Case | HBS Case Collection | January 2010 (Revised August 2011)

United Breaks Guitars

by John A. Deighton and Leora Kornfeld

Abstract

When social media propagate a complaint about poor customer service, an international media event ensues. How do viral videos spread and what can firms do about them? This case dissects an incident in which a disgruntled customer used YouTube and Twitter to spread a music video detailing United's mishandling of his $3,500 guitar and the company's subsequent refusal to compensate him. The song was called "United Breaks Guitars." Within one week it received 3 million views and mainstream news coverage followed, with CNN, The Wall Street Journal, BBC, the CBS Morning Show, and many other print and electronic outlets picking up on the story. The mechanics of viral propagation are uncovered, and the limited opportunities for response by the firm are revealed. The case supports the notion of the Internet as an insurgent medium, better at attack than at defense.

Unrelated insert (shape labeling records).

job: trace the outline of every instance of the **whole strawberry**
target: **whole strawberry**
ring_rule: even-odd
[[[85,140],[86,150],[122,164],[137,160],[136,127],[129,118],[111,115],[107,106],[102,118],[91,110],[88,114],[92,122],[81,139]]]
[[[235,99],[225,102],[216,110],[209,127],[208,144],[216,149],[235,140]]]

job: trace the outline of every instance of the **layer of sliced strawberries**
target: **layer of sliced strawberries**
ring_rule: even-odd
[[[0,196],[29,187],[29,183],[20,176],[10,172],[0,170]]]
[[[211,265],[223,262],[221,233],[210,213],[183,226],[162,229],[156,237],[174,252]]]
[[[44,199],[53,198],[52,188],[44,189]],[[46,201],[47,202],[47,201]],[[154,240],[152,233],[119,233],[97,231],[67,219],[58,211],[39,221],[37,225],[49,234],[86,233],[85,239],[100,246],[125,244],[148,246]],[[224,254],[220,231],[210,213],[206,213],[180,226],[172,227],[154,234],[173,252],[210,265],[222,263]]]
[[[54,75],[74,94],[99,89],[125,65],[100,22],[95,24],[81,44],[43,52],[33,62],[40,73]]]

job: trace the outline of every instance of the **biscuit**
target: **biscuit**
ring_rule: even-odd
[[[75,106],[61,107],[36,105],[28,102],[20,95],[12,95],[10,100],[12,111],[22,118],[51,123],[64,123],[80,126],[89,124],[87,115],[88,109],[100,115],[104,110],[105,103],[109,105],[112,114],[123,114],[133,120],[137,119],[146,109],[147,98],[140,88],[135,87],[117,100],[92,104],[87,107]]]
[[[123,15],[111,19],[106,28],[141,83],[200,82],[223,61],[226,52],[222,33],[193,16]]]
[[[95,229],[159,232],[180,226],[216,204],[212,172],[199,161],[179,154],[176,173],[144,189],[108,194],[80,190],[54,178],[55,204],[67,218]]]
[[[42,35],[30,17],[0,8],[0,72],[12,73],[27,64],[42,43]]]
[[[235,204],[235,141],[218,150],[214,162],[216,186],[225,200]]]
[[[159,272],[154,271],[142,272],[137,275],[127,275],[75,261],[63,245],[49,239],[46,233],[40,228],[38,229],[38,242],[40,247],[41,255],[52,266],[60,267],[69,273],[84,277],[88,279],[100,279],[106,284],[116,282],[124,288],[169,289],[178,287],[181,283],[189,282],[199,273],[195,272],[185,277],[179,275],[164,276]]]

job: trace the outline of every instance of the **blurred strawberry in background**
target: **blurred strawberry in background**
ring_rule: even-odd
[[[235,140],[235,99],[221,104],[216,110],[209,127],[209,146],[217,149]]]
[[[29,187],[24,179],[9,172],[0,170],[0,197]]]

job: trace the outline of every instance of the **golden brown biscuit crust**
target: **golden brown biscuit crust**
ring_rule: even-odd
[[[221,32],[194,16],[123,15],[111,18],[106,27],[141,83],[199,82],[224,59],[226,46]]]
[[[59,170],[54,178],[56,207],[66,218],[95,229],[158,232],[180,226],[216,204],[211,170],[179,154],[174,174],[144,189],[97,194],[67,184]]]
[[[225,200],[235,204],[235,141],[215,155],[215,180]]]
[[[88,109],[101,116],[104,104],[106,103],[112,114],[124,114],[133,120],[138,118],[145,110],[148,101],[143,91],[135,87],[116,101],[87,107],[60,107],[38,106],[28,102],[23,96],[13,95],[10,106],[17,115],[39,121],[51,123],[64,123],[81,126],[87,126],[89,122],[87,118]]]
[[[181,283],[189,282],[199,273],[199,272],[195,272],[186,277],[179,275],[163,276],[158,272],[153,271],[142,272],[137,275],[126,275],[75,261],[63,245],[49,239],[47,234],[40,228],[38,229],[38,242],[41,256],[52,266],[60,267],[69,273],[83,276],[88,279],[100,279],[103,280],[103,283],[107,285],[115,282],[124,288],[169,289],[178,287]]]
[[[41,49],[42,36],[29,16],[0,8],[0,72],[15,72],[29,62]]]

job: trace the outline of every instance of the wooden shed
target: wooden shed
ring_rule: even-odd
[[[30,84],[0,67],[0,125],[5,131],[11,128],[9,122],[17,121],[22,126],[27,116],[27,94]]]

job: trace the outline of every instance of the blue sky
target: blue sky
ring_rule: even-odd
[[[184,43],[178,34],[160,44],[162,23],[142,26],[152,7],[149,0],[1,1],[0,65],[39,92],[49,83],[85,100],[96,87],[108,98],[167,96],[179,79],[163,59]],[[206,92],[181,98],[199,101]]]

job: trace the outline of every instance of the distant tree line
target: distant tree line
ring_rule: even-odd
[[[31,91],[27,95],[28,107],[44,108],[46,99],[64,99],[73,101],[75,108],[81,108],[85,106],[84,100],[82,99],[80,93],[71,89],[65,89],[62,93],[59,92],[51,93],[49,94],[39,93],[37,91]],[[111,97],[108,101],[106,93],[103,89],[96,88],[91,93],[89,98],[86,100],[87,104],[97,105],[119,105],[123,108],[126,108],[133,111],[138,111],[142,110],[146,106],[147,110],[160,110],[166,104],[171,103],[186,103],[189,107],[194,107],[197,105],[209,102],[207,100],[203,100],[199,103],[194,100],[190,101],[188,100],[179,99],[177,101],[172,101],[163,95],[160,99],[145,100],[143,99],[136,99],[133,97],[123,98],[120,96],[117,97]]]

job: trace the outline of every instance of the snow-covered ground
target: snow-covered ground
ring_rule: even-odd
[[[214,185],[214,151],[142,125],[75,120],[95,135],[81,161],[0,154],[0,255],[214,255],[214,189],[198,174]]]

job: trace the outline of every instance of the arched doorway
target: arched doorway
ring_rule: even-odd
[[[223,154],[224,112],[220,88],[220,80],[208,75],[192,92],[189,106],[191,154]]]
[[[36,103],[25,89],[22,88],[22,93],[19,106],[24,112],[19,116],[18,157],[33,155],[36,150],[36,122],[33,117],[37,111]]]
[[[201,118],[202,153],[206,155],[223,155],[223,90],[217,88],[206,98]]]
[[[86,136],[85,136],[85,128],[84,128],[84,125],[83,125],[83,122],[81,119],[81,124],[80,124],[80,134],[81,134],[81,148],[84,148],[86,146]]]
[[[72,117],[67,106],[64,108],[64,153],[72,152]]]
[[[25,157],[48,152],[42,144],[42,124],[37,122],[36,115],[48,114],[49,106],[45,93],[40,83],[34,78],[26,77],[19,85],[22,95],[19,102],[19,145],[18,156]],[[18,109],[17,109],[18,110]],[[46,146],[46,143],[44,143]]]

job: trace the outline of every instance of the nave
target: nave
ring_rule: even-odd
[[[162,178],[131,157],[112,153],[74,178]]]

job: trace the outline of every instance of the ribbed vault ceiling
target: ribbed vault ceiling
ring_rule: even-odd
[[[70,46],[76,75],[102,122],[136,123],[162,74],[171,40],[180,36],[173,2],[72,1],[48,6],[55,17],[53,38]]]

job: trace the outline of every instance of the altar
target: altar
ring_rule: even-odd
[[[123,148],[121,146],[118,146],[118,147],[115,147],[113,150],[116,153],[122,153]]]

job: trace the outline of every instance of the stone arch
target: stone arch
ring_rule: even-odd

Keywords: Communication Technology; Customer Satisfaction; Marketing Communications; Marketing Strategy; Consumer Behavior; Network Effects; Service Delivery; Social and Collaborative Networks; Internet; Air Transportation Industry;

Citation:

Deighton, John A., and Leora Kornfeld. "United Breaks Guitars." Harvard Business School Case 510-057, January 2010. (Revised August 2011.)